John McCaskey wrote:
> It does look to me like silence on the issue has led to different
Not for the first time.
I am left grateful that we use <lb/> so rarely,
and do not care much about preserving the rendering of the
source: so we've never worried much about whether <p> and
<item> and <l> assume a newline. But if usage is
being surveyed (and TCP usage has already been invoked), I
(1) That though we think of <p> as a semantic unit, nothing
in our practice would be discommoded by making it equivalent to
HTML <p> -- or to <ab type="paragraph" rend="block">,
overriding it, if necessary by attribute: <p rend="inline">.
(2) We also think of <item> and <l> as semantic units.
Again, we do not care much about preserving original
layout, but we would assume that both <l> and <item>,
like <p>, imply a newline unless explicitly overridden.
(3) In fact, we do use both <l> and <item> to capture
things not formatted in the source with line breaks.
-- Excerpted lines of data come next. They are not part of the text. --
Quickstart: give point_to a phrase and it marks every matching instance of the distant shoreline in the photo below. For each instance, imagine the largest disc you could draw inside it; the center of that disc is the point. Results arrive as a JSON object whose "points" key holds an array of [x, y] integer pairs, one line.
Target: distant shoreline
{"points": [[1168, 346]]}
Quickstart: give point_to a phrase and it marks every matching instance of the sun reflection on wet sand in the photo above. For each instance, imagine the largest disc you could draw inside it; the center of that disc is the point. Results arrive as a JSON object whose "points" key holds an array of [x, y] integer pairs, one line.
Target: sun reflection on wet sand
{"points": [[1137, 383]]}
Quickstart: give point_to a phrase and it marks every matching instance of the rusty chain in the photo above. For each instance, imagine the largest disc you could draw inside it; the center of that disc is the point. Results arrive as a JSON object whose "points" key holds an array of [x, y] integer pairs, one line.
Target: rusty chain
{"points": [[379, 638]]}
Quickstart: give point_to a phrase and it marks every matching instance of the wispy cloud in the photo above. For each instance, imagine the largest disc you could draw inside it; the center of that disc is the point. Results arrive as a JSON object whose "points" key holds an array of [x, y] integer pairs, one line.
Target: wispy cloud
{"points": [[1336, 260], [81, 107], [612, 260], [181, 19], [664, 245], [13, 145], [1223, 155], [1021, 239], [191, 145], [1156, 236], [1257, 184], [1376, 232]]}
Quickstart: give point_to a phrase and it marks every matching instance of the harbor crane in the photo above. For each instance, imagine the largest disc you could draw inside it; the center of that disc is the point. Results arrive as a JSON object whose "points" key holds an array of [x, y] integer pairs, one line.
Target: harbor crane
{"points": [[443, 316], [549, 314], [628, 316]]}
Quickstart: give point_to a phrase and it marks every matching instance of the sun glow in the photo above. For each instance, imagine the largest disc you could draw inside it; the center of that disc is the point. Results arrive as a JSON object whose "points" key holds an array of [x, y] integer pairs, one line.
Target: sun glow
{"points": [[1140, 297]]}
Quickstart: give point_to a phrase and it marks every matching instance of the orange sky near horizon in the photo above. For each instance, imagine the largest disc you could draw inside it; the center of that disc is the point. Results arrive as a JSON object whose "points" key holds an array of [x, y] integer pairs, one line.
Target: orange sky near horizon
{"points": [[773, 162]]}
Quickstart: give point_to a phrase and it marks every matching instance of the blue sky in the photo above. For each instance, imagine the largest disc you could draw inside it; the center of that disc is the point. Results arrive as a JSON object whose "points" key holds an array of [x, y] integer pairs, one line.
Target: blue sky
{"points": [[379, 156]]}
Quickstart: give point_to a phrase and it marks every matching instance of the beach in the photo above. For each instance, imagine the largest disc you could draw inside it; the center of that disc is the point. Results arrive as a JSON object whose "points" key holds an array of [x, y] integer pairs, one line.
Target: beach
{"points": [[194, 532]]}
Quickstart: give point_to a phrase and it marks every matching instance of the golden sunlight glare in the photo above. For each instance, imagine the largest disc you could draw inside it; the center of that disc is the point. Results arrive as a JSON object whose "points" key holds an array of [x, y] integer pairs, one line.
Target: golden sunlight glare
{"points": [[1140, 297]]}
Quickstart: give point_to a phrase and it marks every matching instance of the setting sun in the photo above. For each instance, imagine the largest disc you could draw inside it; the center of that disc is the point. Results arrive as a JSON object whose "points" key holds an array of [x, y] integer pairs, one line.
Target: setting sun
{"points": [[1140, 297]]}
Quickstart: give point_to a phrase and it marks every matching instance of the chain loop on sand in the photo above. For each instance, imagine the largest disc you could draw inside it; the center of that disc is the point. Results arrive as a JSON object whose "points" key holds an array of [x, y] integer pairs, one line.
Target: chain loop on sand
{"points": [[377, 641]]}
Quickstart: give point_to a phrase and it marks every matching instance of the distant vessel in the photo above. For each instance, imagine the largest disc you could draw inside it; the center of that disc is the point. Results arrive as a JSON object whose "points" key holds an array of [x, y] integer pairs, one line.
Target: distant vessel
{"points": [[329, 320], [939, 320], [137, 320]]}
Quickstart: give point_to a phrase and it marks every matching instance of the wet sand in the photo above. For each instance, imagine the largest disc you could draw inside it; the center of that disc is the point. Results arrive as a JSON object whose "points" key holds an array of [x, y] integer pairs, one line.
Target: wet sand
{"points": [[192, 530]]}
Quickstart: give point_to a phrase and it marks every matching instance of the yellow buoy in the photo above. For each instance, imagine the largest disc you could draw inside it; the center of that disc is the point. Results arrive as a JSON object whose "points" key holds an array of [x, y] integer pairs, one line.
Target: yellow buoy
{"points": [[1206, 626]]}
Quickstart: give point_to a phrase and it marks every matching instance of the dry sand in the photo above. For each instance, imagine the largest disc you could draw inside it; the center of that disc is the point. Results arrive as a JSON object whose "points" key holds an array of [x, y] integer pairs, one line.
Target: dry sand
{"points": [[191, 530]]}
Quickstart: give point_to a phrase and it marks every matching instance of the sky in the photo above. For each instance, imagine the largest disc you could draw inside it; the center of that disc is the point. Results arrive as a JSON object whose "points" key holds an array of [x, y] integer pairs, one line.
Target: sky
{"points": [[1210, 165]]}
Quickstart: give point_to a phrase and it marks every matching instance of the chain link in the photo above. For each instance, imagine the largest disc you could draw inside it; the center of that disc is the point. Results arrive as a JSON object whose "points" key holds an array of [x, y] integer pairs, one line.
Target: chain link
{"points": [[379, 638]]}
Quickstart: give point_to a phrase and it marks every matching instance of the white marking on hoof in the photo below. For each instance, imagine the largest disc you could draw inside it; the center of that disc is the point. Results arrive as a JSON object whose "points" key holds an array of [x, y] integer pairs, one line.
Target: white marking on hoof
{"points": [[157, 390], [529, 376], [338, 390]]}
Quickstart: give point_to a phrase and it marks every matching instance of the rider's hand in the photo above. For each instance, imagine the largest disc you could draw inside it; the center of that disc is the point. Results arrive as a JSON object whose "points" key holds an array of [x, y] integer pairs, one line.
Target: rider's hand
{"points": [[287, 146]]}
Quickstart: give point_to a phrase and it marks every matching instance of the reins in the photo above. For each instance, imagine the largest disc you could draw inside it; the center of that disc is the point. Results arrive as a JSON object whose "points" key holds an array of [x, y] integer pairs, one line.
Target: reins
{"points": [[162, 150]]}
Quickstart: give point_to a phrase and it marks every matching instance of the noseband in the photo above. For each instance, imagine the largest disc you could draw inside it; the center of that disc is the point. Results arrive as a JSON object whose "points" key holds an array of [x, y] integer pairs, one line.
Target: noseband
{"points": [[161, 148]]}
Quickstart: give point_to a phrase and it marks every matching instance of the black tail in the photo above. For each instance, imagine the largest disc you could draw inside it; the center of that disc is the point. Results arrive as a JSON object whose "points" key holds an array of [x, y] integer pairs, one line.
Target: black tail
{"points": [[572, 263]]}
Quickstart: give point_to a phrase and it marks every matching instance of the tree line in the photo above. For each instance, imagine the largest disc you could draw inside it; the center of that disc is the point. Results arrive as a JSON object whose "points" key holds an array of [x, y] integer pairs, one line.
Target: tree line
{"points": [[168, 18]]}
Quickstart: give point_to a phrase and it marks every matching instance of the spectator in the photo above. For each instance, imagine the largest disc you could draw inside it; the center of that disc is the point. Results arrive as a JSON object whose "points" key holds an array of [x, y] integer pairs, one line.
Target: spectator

E.g. lyrics printed along with music are not usually
printed in verse lines, but we prefer when possible
to 'reconstruct' the underlying <l>s, and do not care
that the output looks more verse-like than the source;
if we did care, we would override the default behaviour
of the <l>. As for lists, we are willing to capture
something like this:
An example of darapti is as follows:
All squares are rectangles; all squares are rhombs;
therefore some rhombs are rectangles.
<p>An example of darapti is as follows:
<item>All squares are rectangles;</item>
<item>all squares are rhombs;</item>
<item>therefore some rhombs are rectangles.</item>
and again do not care if it displays in a more list-like
fashion than the source.
(4) We're willing to put <l> around anything metrical,
regardless of whether it is formatted as verse, or
whether the (metrical) lines are acephalous, acaudate (anourous?),
or complete. In fact, the capture of acephalous lines
in <l> is very common amongst our texts: many, maybe
even most, Latin epigraphs begin mid-line; no matter:
if they're metrical they go in <l>.
<l>Custodes, aut aere domat: tunc corpore sano</l>
<l>Advocat Archigenem onerosaque pallia jactat.</l>
(5) If our source numbers its lines in a prose text,
we treat those numbers exactly as we treat similar
marginalia (e.g. the reference letters that roughly
mark out sections of the columns in the Patrologia and
elsewhere), unattached to any structural unit,
viz., as <milestone unit="line" n="5"> or
<milestone unit="section" n="B">, etc.
Verse line numbering, on the other hand, is like any
other structural numbering: printed line numbers,
like printed chapter numbers or stanza numbers,
are captured as the @n attribute of the corresponding
structural unit (<l>, <lg>, <div>).
(6) We use <lb/> rarely and more or less as directly
equivalent to <br>. That is, to reflect a newline in the
source, and force one in the output, that is not associated
with any structural unit (like <l>, <p>, or <item>):
most commonly in the capture of lapidary inscriptions
that have been printed line-by-line in our source
<p>Here lies<lb/>Jacob Brown<lb/>Of this Parish.</p>
We would not use <p><lb/> for exactly the same reason
that we would not use <p><br> in HTML.
(7) We treat all the breaks as *events in the act of
reading* rather than as descriptions of the physical
layout per se, albeit events prompted by a physical fact.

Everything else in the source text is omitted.